Water extracted from underneath the Convict Establishment was first used outside the walls in 1874, to supply ships at Fremantle’s newly constructed Long Jetty, through pipes laid along High Street. As more and more ships began docking at the port, more water was required and a below ground reservoir was excavated from the limestone of the site’s south knoll, to provide nearly 200,000 litres of storage capacity. In 1882 the Colonial Secretary suggested that Fremantle Council begin using water from the Prison for the colony, and soon the Prison was supplying thousands of people with clear, fresh water.
In 1888 the first beam balance pump operated by a steam engine was installed, and the prisoners were finally released from the back breaking work of manual pumping.
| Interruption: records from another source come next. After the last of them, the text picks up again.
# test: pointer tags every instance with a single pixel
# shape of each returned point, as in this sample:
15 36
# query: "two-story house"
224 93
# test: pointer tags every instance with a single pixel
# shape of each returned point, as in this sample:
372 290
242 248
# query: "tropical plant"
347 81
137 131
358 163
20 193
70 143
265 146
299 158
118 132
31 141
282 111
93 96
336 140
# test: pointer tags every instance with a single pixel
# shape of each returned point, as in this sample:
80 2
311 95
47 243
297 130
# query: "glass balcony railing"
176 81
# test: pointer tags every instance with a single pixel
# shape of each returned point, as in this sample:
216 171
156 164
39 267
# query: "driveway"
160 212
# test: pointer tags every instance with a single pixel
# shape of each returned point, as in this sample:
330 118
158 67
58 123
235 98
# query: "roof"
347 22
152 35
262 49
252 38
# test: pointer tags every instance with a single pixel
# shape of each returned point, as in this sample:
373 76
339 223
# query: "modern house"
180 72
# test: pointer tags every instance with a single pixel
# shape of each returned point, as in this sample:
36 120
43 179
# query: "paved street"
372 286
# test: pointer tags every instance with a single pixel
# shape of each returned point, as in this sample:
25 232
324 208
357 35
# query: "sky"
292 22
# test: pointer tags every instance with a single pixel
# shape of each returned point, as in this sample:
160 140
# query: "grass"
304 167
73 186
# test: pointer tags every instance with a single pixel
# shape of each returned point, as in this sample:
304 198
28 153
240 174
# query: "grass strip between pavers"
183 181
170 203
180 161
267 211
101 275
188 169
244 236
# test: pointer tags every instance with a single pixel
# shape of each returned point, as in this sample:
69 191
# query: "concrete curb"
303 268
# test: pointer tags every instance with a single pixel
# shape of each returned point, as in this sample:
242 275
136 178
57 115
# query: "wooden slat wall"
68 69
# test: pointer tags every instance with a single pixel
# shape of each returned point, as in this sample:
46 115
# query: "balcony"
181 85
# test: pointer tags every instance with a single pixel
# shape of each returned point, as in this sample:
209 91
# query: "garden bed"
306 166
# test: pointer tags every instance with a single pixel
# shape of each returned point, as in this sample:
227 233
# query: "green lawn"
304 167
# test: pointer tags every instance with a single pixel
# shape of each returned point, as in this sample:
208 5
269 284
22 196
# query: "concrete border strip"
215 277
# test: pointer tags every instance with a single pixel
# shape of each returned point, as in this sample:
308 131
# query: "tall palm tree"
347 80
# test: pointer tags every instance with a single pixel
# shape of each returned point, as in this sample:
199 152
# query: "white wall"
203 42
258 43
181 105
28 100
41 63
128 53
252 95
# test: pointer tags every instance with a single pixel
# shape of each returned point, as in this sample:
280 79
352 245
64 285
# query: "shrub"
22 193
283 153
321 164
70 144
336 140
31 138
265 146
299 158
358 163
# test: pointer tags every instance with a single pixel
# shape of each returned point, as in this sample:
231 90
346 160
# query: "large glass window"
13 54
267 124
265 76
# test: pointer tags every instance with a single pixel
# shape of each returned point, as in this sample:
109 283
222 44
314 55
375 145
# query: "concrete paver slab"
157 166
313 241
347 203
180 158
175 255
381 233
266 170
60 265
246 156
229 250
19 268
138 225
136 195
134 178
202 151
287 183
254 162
The tunnel complex itself was completed in 1894.
In total the tunnels cover roughly 1,000 metres, of which 750 metres are flooded to about half the height of the walls. After the completion of the tunnels, a project was begun to sink three new wells, connecting them with shafts, drives and tunnels underground in the north-east of the Prison. Water from this complex was pumped into a new storage facility in the East Reservoir, built in two stages in 1890 and 1897. Excavated out of solid rock, it took 8,000 days of prisoner labour, more than 200,000 bricks and 740 barrels of cement to build. After all the effort and hard work completed by the prisoners, in 1899 analysis of the water showed that rising levels of organic salts in the water system made it unsuitable for domestic use.
By 1910 new sources of fresh water had been found, and the Prison was connected to Fremantle’s metropolitan water supply scheme and its own water supplies ceased to be the lifeblood of the town. From then on the water reservoir at Fremantle Prison was only used to irrigate the Prison’s own gardens and lawns.